Vassily rivide per la prima volta il padre a 14 anni, quando era già un ragazzo alto e magro, con i capelli mossi che scendevano sugli occhi ed incorniciavano il viso dai lineamenti così delicati. Ora il padre aveva qualcosa di più da offrirgli che un semplice legame di sangue. Aveva aperto una falegnameria insieme ad un suo vecchio compagno di scuola e gli affari andavano bene. Si presentò all'incontro in apprensivo anticipo. Indossava un completo blu dai bottoni dorati, una sciarpa color zafferano intorno al collo e in mano dei regali, tra cui una targa in leccio su cui aveva intagliato il nome del figlio. La madre pianse e pensò di aver fatto la cosa giusta permettendo quell'incontro. A Vassily fu subito simpatico.

giovedì 28 giugno 2012

Scimmie e veri scrittori

Dovrei procurarmi una scimmia. Non è così facile procurarsi una scimmia, qui a Roma.
E poi a me piacciono di più i gatti. Del resto sono contraria a separare qualsiasi animale dal proprio habitat naturale. Però, se abitassi in una foresta, in Africa o in Madagascar oppure se vivessi a Gibilterra.. se potessi mi procurerei una scimmia! Secondo il teorema delle scimmie infinite (o dattilografe): "Se un esercito di scimmie battesse per un tempo sufficiente sui tasti di una macchina da scrivere, produrrebbe prima o poi tutti i libri del British Museum". Altri enunciano il teorema in maniera diversa: "Una scimmia che prema a caso i tasti di una tastiera per un tempo infinitamente lungo quasi certamente riuscirà a comporre qualsiasi testo prefissato". Io lo trovo affascinante!

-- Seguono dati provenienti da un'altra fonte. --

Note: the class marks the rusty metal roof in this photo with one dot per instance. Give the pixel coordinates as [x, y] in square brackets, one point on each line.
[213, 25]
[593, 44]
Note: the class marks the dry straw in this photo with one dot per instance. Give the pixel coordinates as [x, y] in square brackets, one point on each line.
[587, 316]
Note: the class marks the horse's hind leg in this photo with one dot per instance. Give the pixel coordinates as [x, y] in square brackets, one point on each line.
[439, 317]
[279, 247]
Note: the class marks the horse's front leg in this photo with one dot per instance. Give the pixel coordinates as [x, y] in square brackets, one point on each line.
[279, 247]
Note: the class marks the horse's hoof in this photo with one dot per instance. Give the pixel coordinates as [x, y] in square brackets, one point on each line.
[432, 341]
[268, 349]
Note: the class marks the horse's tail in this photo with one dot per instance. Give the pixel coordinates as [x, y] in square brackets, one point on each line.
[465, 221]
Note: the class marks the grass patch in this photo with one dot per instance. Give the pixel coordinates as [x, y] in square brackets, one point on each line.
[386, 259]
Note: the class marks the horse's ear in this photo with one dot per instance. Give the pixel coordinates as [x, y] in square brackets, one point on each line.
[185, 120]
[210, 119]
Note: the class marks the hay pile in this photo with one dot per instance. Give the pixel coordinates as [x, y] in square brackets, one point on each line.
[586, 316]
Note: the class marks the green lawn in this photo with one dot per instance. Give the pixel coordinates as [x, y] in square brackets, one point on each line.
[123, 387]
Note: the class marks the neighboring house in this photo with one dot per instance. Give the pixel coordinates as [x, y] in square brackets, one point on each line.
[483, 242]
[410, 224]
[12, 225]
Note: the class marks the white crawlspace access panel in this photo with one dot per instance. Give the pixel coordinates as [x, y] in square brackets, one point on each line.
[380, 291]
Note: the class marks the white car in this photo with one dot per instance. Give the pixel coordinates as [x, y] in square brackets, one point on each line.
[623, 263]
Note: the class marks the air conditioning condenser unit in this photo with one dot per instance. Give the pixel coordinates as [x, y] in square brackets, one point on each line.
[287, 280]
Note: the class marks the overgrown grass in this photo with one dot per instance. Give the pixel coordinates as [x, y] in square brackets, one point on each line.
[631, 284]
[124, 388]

Non importa se per alcuni è necessario un esercito di scimmie o per altri ne basta una sola. Avere una scimmia da compagnia in questo momento sarebbe una bellezza. Se una scimmia in un tempo infinito può riprodurre qualsiasi libro conosciuto, magari può anche scrivere un testo inedito. E in meno tempo! Ci sono sempre tante cose da scrivere e così poco tempo. Per non parlare delle mail varie che mando o dovrei mandare ogni giorno, oppure delle scartoffie da compilare. Se avessi una scimmia tutta mia avrei risolto parte dei mie problemi. Una simpatica scimmietta che battendo i tasti a caso crea capolavori, se è una scimmietta abbastanza istruita. Altrimenti crea romanzetti di serie B che comunque c'è sempre qualcuno che li apprezza. Anzi, i romanzetti forse sono anche più apprezzati perché sono facili da leggere. E le statistiche parlano chiaro: nel mondo la percentuale di ignoranti cresce in maniera inversamente proporzionale rispetto a quella degli scrittori degni di questo nome. Gli scrittori, quelli veri, erano uomini normali, poi sono stati morsi da un libro radioattivo e sono diventati dei supereroi.
E di certo non hanno scimmie da compagnia.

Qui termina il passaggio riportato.